1

I am attempting to copy a csv (which has a header and quote character ") with python 3.6 to a table on a remote postgres 10 server. It is a large CSV (2.5M rows, 800MB) and while I previously imported it into a dataframe and then used dataframe.to_sql, this was very memory intensive so I switched to using COPY.

Using COPY with psycopg2 or sqlalchemy would work fine but the remote server does not have access to the local file system.

Using psql in the terminal I have successfully run the query below to populate the table. I don't think using \copy is possible with psycopg2 or sqlalchemy.

\copy table (col1, col2) FROM file_location CSV HEADER QUOTE '"' NULL ''

However when I try to use a one line psql -c command like below, it does not work and I get the error:

ERROR: COPY quote must be a single one-byte character.

psql -U user -h ip -d db -w pw -c "\copy table (col1, col2) FROM file_location CSV HEADER QUOTE '"' NULL ''"

Could you tell me why this is the case?

This one-line -c psql statement would be easier to implement with the subprocess module in python than having to open a terminal and execute a command which I'm not sure how to do. If you could suggest a workaround or different methodology that would be great.

====== Per Andrew's suggestion to escape the quote character this worked on the command line.
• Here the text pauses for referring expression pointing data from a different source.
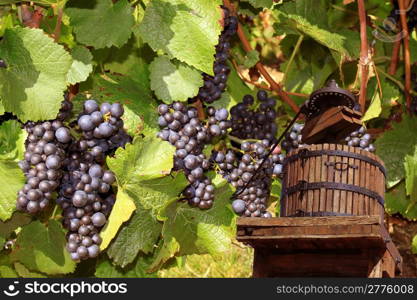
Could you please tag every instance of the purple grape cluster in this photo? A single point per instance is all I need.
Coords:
(259, 123)
(215, 85)
(182, 128)
(44, 157)
(239, 170)
(86, 195)
(102, 127)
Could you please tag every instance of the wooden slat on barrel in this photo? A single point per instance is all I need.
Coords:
(323, 178)
(372, 186)
(362, 182)
(336, 178)
(311, 178)
(317, 177)
(349, 196)
(344, 179)
(367, 185)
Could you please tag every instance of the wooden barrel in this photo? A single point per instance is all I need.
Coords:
(332, 180)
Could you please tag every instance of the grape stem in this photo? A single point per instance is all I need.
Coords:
(364, 58)
(394, 58)
(273, 84)
(407, 63)
(57, 31)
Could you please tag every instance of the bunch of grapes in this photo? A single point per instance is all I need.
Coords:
(86, 195)
(252, 182)
(259, 123)
(86, 198)
(44, 157)
(360, 139)
(215, 85)
(182, 128)
(102, 127)
(293, 138)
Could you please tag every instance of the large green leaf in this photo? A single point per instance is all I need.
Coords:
(396, 201)
(101, 24)
(187, 230)
(12, 141)
(42, 248)
(139, 234)
(185, 29)
(33, 84)
(146, 158)
(105, 269)
(134, 93)
(410, 166)
(310, 18)
(81, 65)
(174, 81)
(394, 145)
(16, 221)
(375, 109)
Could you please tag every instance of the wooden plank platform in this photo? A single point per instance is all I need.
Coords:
(356, 246)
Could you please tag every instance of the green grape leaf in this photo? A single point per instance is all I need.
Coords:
(139, 234)
(410, 166)
(103, 24)
(33, 84)
(209, 231)
(394, 145)
(146, 158)
(310, 18)
(42, 248)
(81, 65)
(134, 93)
(25, 273)
(121, 212)
(105, 269)
(17, 220)
(12, 180)
(123, 60)
(184, 29)
(12, 141)
(6, 267)
(414, 245)
(60, 3)
(396, 201)
(260, 3)
(174, 81)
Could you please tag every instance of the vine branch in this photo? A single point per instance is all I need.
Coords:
(247, 47)
(394, 58)
(407, 61)
(364, 57)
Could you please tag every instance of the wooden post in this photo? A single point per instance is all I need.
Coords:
(354, 246)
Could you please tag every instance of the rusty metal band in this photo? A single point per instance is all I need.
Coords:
(303, 186)
(305, 153)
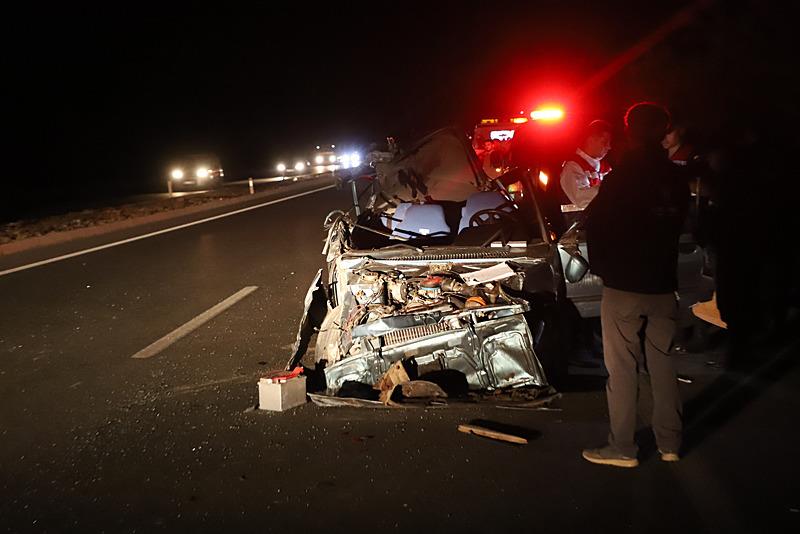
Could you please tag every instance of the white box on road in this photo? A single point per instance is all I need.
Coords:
(280, 395)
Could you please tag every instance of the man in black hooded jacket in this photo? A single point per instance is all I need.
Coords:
(634, 225)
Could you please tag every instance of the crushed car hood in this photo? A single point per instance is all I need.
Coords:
(441, 166)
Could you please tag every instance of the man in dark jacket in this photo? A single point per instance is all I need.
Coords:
(634, 225)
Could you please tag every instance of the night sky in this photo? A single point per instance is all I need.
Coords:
(101, 97)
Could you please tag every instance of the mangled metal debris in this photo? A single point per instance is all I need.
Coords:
(400, 305)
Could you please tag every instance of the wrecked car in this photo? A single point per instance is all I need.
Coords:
(451, 273)
(440, 268)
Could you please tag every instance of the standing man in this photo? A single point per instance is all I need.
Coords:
(582, 173)
(633, 228)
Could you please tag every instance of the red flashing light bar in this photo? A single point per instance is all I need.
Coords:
(547, 114)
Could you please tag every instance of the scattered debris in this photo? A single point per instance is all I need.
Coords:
(493, 434)
(422, 389)
(709, 312)
(282, 390)
(392, 378)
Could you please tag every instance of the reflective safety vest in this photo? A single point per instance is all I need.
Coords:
(594, 177)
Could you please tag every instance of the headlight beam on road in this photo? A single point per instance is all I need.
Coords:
(187, 328)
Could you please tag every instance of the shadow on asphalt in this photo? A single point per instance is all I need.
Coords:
(583, 383)
(732, 392)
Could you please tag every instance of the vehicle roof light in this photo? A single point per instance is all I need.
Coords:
(547, 114)
(543, 179)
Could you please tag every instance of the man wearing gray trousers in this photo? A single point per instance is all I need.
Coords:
(634, 225)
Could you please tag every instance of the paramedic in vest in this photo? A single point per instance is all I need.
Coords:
(582, 174)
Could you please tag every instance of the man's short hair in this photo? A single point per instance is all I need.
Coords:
(647, 121)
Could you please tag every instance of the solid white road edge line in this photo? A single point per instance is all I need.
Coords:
(156, 347)
(159, 232)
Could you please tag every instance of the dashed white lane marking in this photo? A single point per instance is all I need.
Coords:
(159, 232)
(156, 347)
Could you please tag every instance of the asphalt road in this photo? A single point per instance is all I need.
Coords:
(94, 440)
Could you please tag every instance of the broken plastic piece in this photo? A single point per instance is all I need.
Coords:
(493, 434)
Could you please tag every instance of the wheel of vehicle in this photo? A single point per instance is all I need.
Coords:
(491, 216)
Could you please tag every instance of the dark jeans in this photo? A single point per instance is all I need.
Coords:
(625, 317)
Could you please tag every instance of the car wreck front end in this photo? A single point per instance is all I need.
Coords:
(447, 309)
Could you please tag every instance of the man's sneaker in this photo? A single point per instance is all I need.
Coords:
(609, 456)
(669, 456)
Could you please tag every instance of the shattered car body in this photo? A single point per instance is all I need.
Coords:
(429, 276)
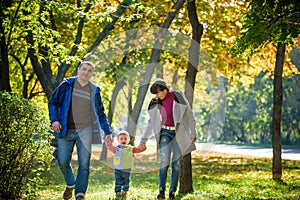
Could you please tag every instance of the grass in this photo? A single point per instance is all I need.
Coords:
(215, 176)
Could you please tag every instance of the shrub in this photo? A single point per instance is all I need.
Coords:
(25, 149)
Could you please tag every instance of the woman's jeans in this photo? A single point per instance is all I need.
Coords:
(168, 144)
(83, 140)
(122, 180)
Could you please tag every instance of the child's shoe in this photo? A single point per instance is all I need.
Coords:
(118, 195)
(161, 194)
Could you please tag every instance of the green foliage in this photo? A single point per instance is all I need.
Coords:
(268, 22)
(25, 149)
(249, 112)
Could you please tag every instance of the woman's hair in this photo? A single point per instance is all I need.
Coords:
(87, 63)
(159, 85)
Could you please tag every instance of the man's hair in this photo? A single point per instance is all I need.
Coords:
(159, 85)
(122, 132)
(87, 63)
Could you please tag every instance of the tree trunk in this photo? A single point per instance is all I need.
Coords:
(132, 122)
(277, 109)
(4, 63)
(186, 180)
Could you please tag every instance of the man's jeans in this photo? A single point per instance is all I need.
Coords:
(122, 180)
(83, 140)
(168, 144)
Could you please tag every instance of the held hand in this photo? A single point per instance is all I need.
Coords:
(56, 126)
(108, 139)
(193, 140)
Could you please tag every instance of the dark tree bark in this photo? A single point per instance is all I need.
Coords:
(186, 180)
(277, 110)
(4, 63)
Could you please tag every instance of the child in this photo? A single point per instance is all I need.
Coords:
(123, 162)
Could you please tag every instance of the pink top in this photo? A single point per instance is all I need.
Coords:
(167, 110)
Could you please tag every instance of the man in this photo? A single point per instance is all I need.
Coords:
(174, 126)
(76, 110)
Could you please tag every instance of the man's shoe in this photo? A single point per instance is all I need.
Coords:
(79, 198)
(124, 194)
(68, 193)
(172, 196)
(161, 194)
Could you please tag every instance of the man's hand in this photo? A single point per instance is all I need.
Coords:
(142, 146)
(56, 126)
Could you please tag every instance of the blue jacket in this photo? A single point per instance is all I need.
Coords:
(59, 104)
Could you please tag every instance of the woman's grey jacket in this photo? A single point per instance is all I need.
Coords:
(185, 124)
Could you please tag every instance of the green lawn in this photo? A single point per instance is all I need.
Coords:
(215, 176)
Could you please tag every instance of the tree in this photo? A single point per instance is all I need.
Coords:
(275, 22)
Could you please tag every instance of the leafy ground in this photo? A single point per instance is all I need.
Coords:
(215, 176)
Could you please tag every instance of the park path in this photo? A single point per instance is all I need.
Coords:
(288, 154)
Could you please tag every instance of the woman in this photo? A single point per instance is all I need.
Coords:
(173, 123)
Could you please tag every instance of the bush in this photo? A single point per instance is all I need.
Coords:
(25, 149)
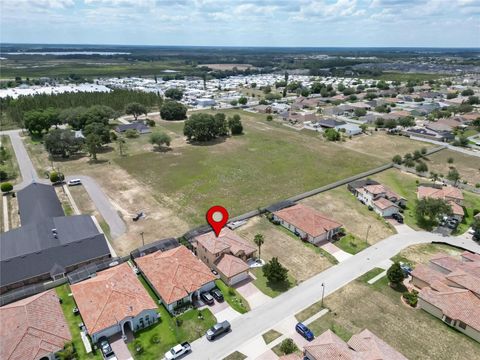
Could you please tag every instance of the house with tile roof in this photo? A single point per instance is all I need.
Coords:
(176, 276)
(452, 195)
(450, 290)
(381, 199)
(228, 254)
(308, 223)
(114, 301)
(365, 345)
(33, 328)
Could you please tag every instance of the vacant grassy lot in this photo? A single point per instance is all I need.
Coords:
(422, 253)
(415, 333)
(467, 166)
(303, 262)
(341, 205)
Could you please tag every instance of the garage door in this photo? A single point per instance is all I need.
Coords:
(240, 277)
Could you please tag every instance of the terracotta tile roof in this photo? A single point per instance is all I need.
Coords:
(457, 304)
(427, 274)
(111, 296)
(371, 347)
(174, 273)
(307, 220)
(230, 265)
(329, 346)
(33, 327)
(383, 203)
(227, 240)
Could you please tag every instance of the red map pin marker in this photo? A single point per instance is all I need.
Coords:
(217, 217)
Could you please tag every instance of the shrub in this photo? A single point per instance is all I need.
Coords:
(288, 346)
(6, 187)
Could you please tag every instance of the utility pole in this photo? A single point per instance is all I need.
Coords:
(368, 230)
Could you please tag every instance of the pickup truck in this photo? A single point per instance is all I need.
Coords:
(178, 351)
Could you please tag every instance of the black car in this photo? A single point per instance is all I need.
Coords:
(207, 298)
(217, 294)
(218, 329)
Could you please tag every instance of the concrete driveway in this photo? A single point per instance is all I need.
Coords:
(251, 293)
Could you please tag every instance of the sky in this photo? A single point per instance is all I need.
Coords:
(298, 23)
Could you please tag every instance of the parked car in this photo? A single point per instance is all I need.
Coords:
(207, 298)
(218, 329)
(106, 349)
(304, 331)
(398, 217)
(217, 294)
(178, 351)
(74, 182)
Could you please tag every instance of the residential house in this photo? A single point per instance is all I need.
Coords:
(48, 244)
(308, 223)
(176, 276)
(33, 328)
(450, 290)
(227, 254)
(114, 301)
(380, 198)
(450, 194)
(365, 345)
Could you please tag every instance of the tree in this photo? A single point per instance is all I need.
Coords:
(174, 94)
(274, 271)
(93, 144)
(62, 142)
(6, 187)
(235, 125)
(159, 139)
(397, 159)
(135, 109)
(172, 110)
(331, 135)
(259, 240)
(243, 100)
(428, 210)
(395, 274)
(453, 175)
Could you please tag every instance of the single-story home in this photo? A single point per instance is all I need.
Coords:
(365, 345)
(226, 253)
(176, 276)
(308, 223)
(114, 301)
(33, 328)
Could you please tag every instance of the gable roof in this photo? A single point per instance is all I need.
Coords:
(33, 327)
(226, 240)
(175, 273)
(307, 219)
(37, 202)
(110, 297)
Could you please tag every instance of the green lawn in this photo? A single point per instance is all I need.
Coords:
(271, 335)
(233, 298)
(271, 289)
(68, 304)
(351, 244)
(267, 164)
(170, 330)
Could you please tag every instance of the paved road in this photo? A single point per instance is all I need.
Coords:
(259, 320)
(29, 174)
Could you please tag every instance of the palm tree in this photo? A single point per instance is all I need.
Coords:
(259, 240)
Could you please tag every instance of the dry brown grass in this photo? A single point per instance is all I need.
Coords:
(302, 261)
(340, 205)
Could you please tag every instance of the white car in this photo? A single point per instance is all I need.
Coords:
(74, 182)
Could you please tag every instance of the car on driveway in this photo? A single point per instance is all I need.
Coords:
(217, 294)
(218, 329)
(207, 298)
(304, 331)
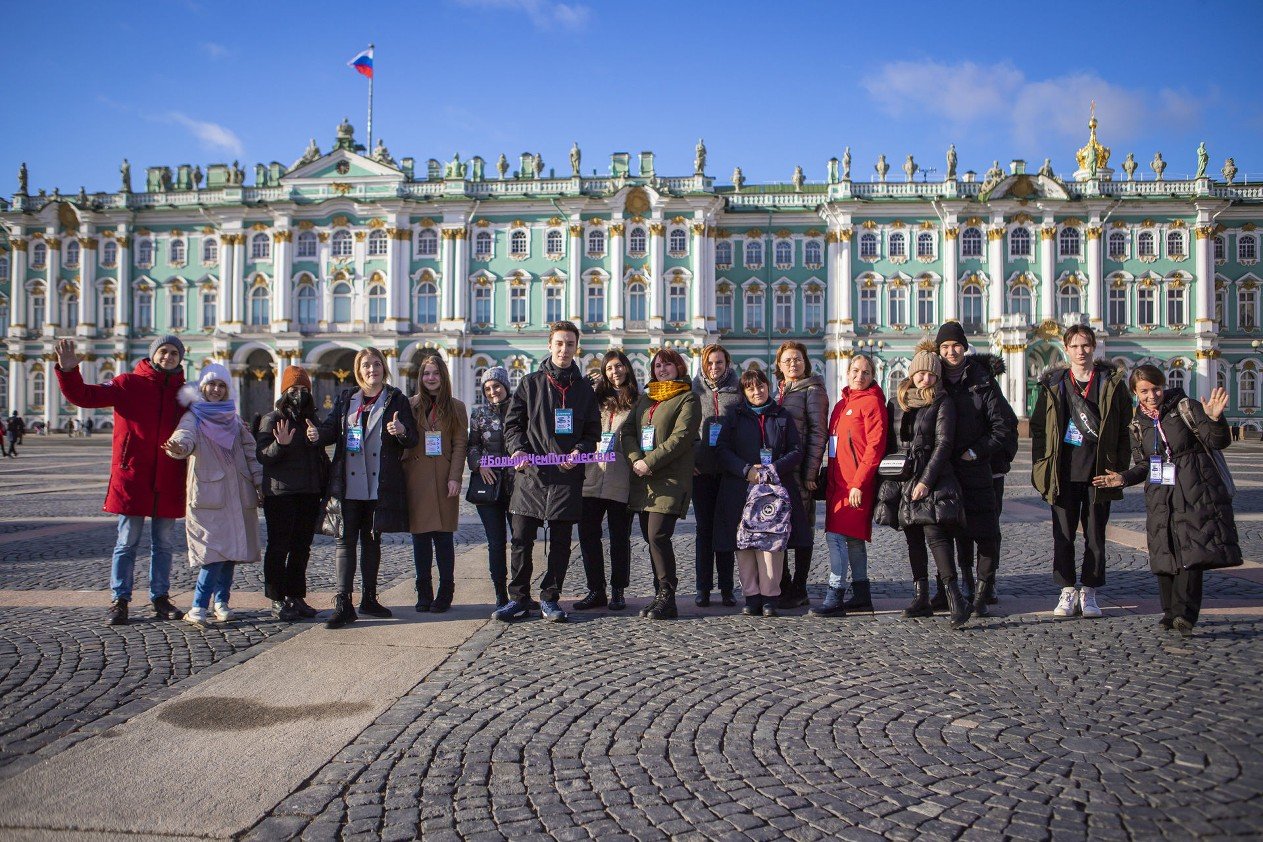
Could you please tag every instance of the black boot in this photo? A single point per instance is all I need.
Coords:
(920, 605)
(344, 612)
(861, 600)
(960, 610)
(940, 601)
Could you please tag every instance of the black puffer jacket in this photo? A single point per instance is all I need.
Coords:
(987, 426)
(1190, 524)
(547, 492)
(927, 433)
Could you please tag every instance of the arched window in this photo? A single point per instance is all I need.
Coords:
(1069, 299)
(306, 248)
(677, 243)
(925, 245)
(426, 304)
(724, 254)
(677, 303)
(341, 302)
(518, 244)
(638, 311)
(308, 306)
(342, 244)
(1144, 245)
(1019, 243)
(898, 246)
(971, 243)
(377, 303)
(812, 254)
(783, 253)
(596, 245)
(260, 306)
(427, 243)
(260, 246)
(1070, 243)
(753, 254)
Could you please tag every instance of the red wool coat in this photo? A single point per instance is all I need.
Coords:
(859, 422)
(143, 479)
However when implementing it in python like below, a new error comes up:

/bin/sh: -c: line 0: unexpected EOF while looking for matching `''

/bin/sh: -c: line 1: syntax error: unexpected end of file

"\"\copy table (col1, col2) FROM file_location CSV HEADER QUOTE '\"' NULL ''\""
cmd = f'psql -U {user} -h {ip} -d {db} -w {pw} -c {copy_statement}'
subprocess.call(cmd, shell=True)
eamon1234
  • 1,555
  • 3
  • 19
  • 38
  • do you have any network connection between the two computers? – brddawg Oct 16 '17 at 13:27
  • The situation arose as I'm converting a local codebase to use docker. Using docker compose there's two containers (python3.6 conda and postgis). I could stick with the original COPY if you could suggest how to configure docker-compose? Is it as simple as opening up a port? The error when using COPY with docker says 'file does not exist' (in relation to the postgis server container). – eamon1234 Oct 16 '17 at 13:36
  • you could use a bat file to run execute a terminal command using the method that was successful – brddawg Oct 16 '17 at 13:51
  • Thanks for the suggestion. I'm on a mac, but yea doing a .sh might be the way to go, or I could just add that step to the Dockerfile for the python container – eamon1234 Oct 16 '17 at 13:59
  • 1
    Is it a shell escaping issue? try `'\"'` for the `QUOTE` argument. – Andrew Gelnar Oct 16 '17 at 14:45
  • this might help: https://stackoverflow.com/questions/6930242/error-copy-delimiter-must-be-a-single-one-byte-character it suggests reformatting the source file. If you needed a format after that, post-processing should work on the psql – brddawg Oct 16 '17 at 14:46
  • Thanks Andrew, that worked in the terminal, see my edit to the OP above for the problem in Python now. – eamon1234 Oct 16 '17 at 15:15

1 Answers1

2

Try not to use shell=True if you can avoid it. better to tokenize the command yourself to help sh.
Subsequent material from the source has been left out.